Isu kudeta Demokrat tunjukkan rapuhnya basis ideologi parpol

Pragmatisme parpol harus diredam sejak dini melalui revisi UU Pemilu.

olitisi senior Partai Demokrat Susilo Bambang Yudhoyono (kedua kanan) berjalan memasuki ruangan saat pembukaan Kongres V Partai Demokrat di Jakarta, Minggu (15/3/2020)/Foto Antara/M Risyal Hidayat.

Peneliti politik Lembaga Ilmu Pengetahuan Indonesia (LIPI), Aisah Putri Budiarti menilai, mencuatnya isu pendongkelan kursi kepemimpinan Partai Demokrat menunjukkan bahwa partai politik di Indonesia masih belum mempunyai basis ideologi yang kuat alias rapuh.

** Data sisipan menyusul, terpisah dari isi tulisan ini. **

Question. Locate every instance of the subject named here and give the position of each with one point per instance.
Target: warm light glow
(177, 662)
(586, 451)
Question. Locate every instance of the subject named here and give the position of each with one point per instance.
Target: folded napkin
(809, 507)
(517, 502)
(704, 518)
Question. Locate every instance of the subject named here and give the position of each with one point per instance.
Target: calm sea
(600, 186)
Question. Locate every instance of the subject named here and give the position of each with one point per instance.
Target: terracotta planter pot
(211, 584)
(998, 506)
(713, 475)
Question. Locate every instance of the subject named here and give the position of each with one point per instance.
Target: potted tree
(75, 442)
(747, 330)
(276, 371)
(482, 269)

"Sehingga pada akhirnya ketika mereka ada problem di dalamnya sangat mudah sekali terpecah, terbentuk faksi, terjadi konflik, dan ketika ada konflik ini mudah sekali digoyang terutama terkait kepemimpinan partai," kata Putri, dalam webinar bertajuk "Isu Reshuffle, Pilkada, Kudeta Demokrat" yang ditayangkan di akun YouTube PARA Syndicate, Jumat (5/2).

Menurut Putri, adanya pecah belah maupun faksi dalam internal partai karena para kader tidak mempunyai basis keyakinan yang kuat, melainkan kepentingan pragmatis yang oportunis dan bersifat pada personal.

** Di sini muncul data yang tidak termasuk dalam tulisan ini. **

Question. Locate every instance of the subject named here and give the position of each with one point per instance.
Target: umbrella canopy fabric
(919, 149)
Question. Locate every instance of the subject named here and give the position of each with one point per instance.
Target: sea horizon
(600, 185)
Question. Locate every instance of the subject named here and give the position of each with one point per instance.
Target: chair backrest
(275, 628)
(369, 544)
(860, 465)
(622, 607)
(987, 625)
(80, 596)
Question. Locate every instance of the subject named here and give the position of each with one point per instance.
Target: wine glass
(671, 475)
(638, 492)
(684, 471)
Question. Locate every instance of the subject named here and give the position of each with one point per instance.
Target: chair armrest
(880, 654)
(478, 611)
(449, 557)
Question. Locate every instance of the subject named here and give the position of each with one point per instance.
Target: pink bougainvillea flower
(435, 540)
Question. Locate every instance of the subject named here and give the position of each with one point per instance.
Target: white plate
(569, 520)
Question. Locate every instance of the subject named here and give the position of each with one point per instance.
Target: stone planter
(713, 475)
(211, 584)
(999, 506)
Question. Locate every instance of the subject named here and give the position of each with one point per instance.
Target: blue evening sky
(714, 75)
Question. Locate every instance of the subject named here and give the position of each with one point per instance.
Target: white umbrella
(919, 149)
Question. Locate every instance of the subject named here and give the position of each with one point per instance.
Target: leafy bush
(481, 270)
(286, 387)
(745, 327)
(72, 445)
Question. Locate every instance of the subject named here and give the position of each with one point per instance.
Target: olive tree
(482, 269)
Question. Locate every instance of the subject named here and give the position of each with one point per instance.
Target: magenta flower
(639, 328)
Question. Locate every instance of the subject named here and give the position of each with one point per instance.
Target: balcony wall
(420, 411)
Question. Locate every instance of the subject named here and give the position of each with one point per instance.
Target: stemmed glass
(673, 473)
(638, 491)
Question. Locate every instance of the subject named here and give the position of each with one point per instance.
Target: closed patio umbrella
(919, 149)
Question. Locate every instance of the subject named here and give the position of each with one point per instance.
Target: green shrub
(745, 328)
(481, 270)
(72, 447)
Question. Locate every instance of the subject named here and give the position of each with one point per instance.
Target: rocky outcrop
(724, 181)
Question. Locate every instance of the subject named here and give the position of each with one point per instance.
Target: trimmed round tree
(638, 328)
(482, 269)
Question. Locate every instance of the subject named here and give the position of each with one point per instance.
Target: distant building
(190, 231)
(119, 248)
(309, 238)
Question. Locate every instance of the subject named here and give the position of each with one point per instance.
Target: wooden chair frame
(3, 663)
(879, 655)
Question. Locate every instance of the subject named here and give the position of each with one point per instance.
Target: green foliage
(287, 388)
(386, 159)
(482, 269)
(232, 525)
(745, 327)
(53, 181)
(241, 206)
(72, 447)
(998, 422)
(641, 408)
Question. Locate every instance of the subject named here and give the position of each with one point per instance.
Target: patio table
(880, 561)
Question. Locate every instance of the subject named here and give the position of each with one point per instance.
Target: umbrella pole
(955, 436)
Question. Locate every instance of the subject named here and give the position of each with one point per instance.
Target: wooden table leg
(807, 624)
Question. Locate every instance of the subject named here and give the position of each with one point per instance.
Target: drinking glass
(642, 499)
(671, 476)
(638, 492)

"Dan kalau kita lihat sifat personal ini kan juga sebenarnya banyak partai di Indonesia seperti itu. Pragmatis saja. Orang tuanya menjadi ketua umum di partai tersebut, kemudian anaknya masuk menjadi anggota parlemen dari partai itu, atau menduduki jabatan strategis dalam struktur partai itu. Jadi semua itu memiliki kepentingan jangka pendek dan pragmatis," ujar Putri.

Baginya, persoalan ini menjadi pekerjaan rumah bagi seluruh pihak. Sebab, kondisi seperti ini akan berpengaruh pada sistem demokrasi bangsa. Setidaknya, kata Putri, pragmatisme yang muncul harus diredam sejak dini melalui pengaturan dalam satu sistem.